The importance of religious beliefs and education is given to the child right from the schooling stage. People develop the beliefs over religious principles and there by building their personality and spread their thoughts to the society. The religious thoughts bring in diversity in work place. In multinational companies people originate from different countries, culture and race, yet they are encouraged to work unitedly with common goals. The culture cannot be built within a short period time but can be done only on repeated trainings and close monitoring of the systems in place. All the below practices are being done during schooling stages in order prepare the young people to become good citizens of tomorrow.

Let us take the examples of some of home grown and family owned companies, which adapt their religious thought process with the employees working with them.

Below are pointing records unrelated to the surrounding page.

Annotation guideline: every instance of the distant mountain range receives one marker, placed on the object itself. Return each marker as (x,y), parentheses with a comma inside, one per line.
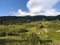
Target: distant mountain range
(23,19)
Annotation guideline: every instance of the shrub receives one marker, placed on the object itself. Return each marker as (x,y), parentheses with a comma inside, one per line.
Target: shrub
(22,30)
(2,34)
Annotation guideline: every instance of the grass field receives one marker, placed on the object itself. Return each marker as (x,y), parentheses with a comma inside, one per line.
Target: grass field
(32,31)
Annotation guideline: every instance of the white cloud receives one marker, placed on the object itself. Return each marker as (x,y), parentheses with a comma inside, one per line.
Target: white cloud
(40,7)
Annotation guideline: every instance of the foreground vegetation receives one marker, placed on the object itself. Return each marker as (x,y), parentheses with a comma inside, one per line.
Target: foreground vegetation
(34,31)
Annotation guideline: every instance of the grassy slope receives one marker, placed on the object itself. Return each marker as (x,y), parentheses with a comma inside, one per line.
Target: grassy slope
(48,31)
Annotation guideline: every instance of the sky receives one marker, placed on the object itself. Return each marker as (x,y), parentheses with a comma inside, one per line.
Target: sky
(29,7)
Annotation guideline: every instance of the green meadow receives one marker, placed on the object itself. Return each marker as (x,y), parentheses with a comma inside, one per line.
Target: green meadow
(33,33)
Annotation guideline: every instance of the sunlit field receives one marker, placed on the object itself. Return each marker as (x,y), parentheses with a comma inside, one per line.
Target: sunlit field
(31,33)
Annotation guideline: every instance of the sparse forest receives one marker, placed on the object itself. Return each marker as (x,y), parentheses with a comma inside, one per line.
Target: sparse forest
(30,31)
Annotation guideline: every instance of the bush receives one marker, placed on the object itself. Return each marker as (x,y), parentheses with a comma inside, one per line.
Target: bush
(22,30)
(12,34)
(2,34)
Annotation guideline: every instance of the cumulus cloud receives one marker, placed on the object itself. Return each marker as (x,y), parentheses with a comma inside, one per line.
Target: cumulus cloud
(40,7)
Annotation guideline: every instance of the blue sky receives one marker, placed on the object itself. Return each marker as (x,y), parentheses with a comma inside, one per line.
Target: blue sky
(9,6)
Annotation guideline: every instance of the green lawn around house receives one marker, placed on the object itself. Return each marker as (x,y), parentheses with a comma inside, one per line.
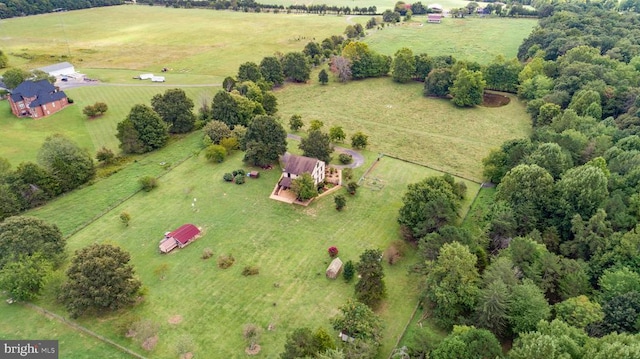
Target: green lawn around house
(470,39)
(400,121)
(288,243)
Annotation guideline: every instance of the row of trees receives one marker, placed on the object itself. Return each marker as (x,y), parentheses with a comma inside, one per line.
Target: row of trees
(12,8)
(61,167)
(359,326)
(554,263)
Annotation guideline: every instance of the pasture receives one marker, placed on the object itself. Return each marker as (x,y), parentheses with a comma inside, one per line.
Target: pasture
(400,121)
(471,39)
(91,134)
(201,43)
(288,243)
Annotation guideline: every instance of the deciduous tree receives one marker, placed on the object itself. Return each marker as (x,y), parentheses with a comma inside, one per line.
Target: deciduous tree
(176,109)
(303,187)
(142,131)
(451,286)
(404,65)
(99,278)
(296,67)
(468,88)
(264,141)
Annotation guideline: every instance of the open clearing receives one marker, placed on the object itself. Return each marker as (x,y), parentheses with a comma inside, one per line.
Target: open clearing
(288,244)
(400,121)
(471,39)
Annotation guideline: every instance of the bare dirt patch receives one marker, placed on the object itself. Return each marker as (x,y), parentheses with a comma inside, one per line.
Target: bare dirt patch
(254,351)
(176,319)
(494,100)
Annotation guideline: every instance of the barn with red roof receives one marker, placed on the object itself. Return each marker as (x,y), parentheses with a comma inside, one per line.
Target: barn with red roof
(181,237)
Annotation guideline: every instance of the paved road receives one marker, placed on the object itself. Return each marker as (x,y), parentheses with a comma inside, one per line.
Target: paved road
(358,158)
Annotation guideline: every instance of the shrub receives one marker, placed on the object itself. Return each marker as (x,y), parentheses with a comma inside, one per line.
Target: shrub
(225,261)
(348,271)
(207,253)
(340,201)
(148,183)
(345,158)
(250,270)
(125,218)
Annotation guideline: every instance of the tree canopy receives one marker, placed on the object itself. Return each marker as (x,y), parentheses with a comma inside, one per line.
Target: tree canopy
(99,278)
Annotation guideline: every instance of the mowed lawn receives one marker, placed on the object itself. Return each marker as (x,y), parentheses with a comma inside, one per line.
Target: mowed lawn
(288,243)
(21,322)
(145,38)
(23,137)
(471,39)
(400,121)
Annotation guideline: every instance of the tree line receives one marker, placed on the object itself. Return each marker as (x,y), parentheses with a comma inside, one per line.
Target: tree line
(13,8)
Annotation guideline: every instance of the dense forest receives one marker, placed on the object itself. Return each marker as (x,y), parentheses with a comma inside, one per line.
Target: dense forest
(13,8)
(555,270)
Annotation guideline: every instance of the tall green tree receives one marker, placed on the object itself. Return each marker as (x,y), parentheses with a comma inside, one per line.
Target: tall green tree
(468,343)
(249,71)
(14,77)
(427,206)
(142,131)
(303,187)
(271,70)
(25,278)
(451,286)
(404,65)
(25,236)
(264,141)
(296,67)
(370,288)
(317,145)
(176,109)
(68,163)
(99,278)
(468,88)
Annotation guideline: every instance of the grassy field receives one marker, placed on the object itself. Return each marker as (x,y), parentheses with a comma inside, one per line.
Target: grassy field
(201,43)
(20,322)
(472,38)
(400,121)
(89,134)
(287,242)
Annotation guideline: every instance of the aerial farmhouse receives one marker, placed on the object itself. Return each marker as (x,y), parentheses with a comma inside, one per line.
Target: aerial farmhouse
(37,99)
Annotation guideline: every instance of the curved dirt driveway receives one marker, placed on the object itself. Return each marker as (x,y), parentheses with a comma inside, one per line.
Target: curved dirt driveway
(358,158)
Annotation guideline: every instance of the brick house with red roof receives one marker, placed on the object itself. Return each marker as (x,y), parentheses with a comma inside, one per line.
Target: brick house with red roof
(36,99)
(181,237)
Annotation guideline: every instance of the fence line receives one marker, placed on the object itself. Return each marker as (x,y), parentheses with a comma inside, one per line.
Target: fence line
(77,326)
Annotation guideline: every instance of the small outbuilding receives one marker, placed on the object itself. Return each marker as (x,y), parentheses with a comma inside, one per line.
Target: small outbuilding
(181,237)
(59,69)
(334,268)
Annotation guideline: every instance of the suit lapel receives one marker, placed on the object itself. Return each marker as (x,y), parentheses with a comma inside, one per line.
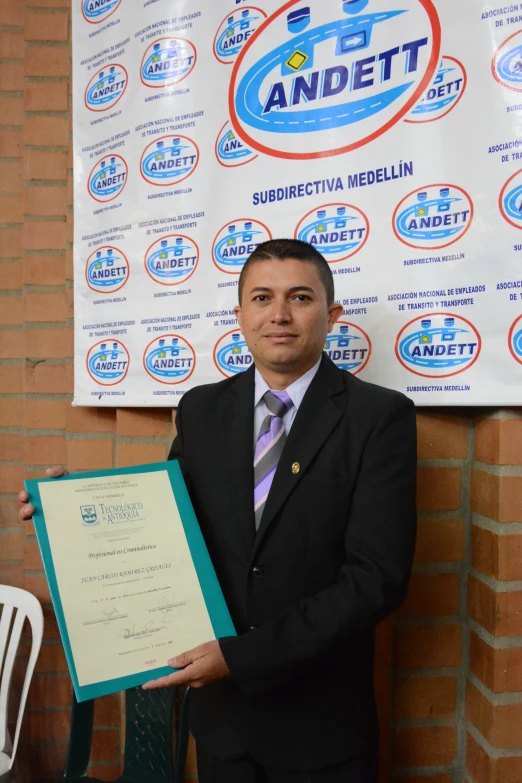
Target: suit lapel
(236,431)
(320,411)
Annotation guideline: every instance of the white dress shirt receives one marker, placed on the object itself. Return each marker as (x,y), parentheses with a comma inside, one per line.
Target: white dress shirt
(296,391)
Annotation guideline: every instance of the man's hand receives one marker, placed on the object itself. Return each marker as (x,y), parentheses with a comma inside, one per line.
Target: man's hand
(199,666)
(27,511)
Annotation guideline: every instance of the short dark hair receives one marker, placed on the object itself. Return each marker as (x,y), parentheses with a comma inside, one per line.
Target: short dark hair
(283,249)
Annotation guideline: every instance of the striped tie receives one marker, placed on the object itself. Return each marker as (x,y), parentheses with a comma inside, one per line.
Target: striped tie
(270,443)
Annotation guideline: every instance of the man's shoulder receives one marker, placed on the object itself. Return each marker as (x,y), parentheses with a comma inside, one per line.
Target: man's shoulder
(372,395)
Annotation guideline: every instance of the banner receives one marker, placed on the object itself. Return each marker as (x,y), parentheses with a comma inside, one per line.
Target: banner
(382,132)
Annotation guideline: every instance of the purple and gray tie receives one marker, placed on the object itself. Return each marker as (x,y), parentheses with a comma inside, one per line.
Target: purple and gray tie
(269,446)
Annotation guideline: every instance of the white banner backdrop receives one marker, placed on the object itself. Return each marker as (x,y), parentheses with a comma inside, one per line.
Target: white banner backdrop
(387,133)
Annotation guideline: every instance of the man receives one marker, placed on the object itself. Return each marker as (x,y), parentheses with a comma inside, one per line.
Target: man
(303,481)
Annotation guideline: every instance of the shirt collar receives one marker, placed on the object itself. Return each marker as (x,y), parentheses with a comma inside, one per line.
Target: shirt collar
(296,390)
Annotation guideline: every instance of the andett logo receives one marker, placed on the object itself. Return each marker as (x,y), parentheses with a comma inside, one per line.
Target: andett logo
(515,340)
(433,217)
(349,347)
(235,30)
(167,61)
(507,63)
(236,241)
(169,359)
(329,76)
(510,200)
(106,88)
(438,345)
(443,94)
(172,259)
(338,231)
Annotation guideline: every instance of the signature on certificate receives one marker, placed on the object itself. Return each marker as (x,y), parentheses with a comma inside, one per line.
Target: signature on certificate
(132,633)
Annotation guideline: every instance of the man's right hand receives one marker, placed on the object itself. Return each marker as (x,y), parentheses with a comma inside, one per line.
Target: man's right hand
(27,511)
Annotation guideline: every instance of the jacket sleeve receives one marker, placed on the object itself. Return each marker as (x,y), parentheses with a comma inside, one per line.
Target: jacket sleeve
(379,545)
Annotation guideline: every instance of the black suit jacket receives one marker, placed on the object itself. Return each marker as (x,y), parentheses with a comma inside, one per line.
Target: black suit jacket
(331,559)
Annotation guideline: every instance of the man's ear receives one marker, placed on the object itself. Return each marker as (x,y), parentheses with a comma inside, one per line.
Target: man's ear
(334,313)
(237,313)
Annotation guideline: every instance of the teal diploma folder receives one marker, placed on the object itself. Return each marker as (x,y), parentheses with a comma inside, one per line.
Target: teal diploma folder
(130,577)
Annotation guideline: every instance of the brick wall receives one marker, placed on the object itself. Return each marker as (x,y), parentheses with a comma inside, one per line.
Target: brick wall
(449,664)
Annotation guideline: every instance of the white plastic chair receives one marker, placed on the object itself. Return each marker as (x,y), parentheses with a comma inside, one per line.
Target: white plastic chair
(17,605)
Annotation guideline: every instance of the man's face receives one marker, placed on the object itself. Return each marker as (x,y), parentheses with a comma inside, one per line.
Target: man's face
(284,315)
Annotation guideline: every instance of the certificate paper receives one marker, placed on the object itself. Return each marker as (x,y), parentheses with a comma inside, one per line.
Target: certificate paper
(131,580)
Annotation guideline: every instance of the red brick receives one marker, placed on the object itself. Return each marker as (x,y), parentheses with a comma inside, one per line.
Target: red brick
(51,659)
(11,209)
(11,412)
(11,448)
(43,726)
(499,442)
(46,96)
(47,61)
(11,176)
(42,131)
(499,557)
(11,47)
(484,769)
(11,378)
(45,414)
(48,692)
(498,613)
(432,595)
(425,746)
(143,422)
(44,450)
(37,585)
(438,489)
(10,243)
(10,275)
(9,513)
(442,436)
(496,497)
(11,310)
(12,544)
(89,454)
(46,27)
(11,479)
(47,379)
(44,269)
(45,235)
(108,711)
(91,419)
(11,344)
(32,557)
(105,745)
(46,306)
(49,343)
(139,453)
(40,164)
(10,142)
(11,76)
(424,697)
(11,14)
(499,670)
(45,200)
(434,646)
(500,724)
(13,108)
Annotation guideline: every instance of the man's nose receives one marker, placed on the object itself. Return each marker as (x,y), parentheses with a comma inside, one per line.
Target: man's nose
(281,312)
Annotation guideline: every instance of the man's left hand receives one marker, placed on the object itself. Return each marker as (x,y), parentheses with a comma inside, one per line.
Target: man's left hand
(200,666)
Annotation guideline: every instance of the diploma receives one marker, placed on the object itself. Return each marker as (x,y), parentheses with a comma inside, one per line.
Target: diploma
(129,574)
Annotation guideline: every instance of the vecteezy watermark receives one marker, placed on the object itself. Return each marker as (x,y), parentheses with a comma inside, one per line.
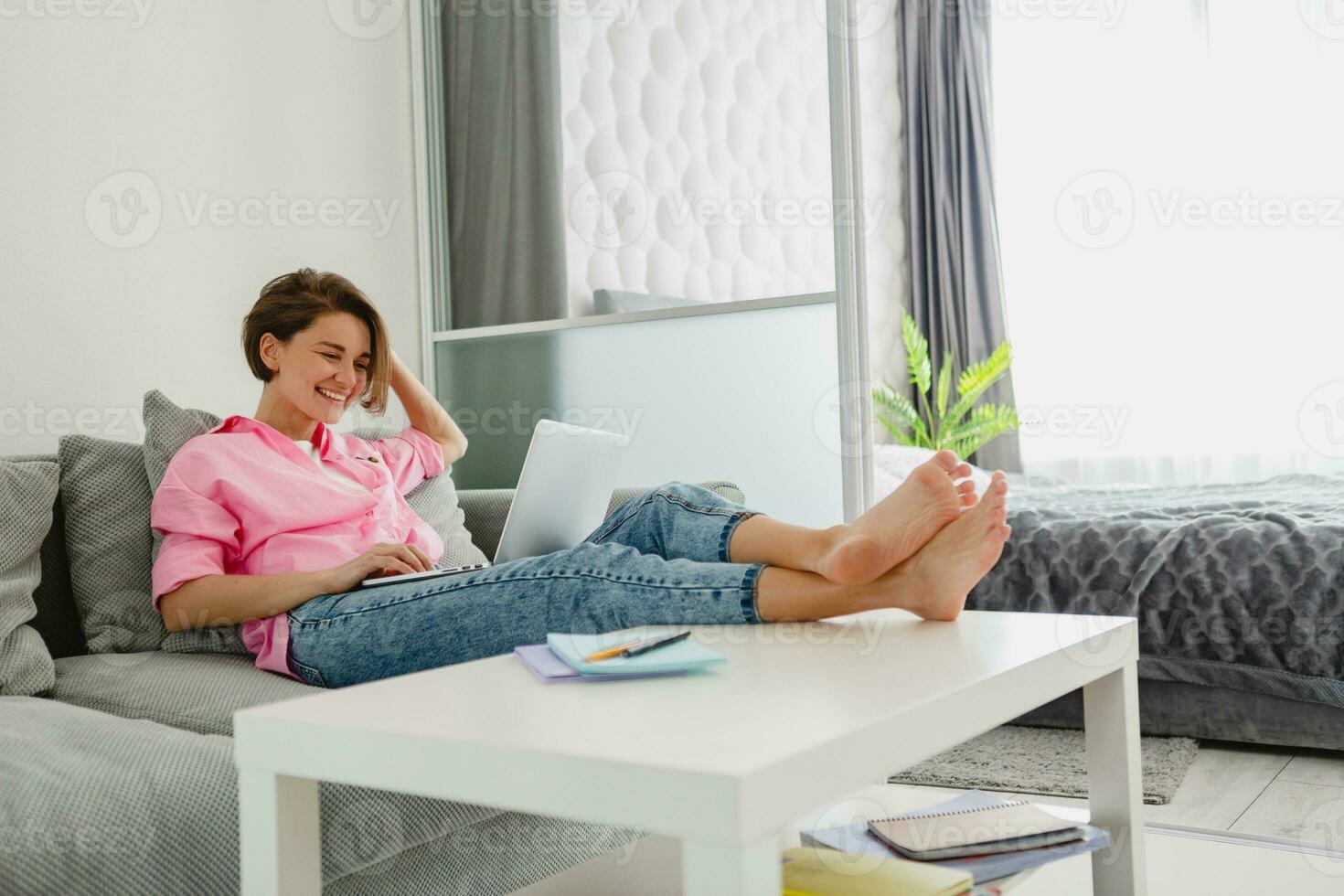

a) Worshipping god and spiritually celebrate events during specific working days at the company premises. This will done as per the religious beliefs of the owner of the company. Irrespective of religion and beliefs all employees will asked to attend the event and finally gifts and sweets would be distributed to employees after the ceremony gets over. So here, all the employees are forced to take parts in the event, but finally as a token of happiness management of the company gives gifts to all which will satisfy most of employees. Company unites people with such event and ensures that a good working culture is promoted.

b) Company offers holidays to employees during important religious festivals. This gives opportunity for employees to celebrate the festival with their families and unite with each other in the community.

c) Human resource division of the organization celebrate the important festivals within the organization. The celebrations are carried out through events such as art, cultural competitions and traditional games to emphasize the importance of culture and tradition followed.

d) Organisation never preaches hard about religion, as in modern times companies belive in building strong brand and increase the profitability. They do not organize meetings nor trainings that talk about religion.

All the above initiatives are taken by the Human resource division of the organization to unite people and spread the good practices followed in a religion.

With education, front people from different religion have been successful. The importance of literacy and the importance of gaining knowledge has been key elements to build a strong economy. However, the competition among religious community have led to disruptions at the same time build education institutions, which offer high quality education. In business transformation, the many successful businesspersons believe in religious aspects to become successful. Strong intent over religion have led to united workforce, self motivated talents, focused team working continuously to overcome competition. Diversity in organization play an important role in smaller organization whereas in larger organization it takes time to build such united workforce. Companies do not emphasize or more talk about religion to avoid unnecessary conflicts among people. Organisation conflicts will reduce productivity there by affecting profitability. Human resource department will also not hire people based on the religion, as this will not meet its customer demands in market.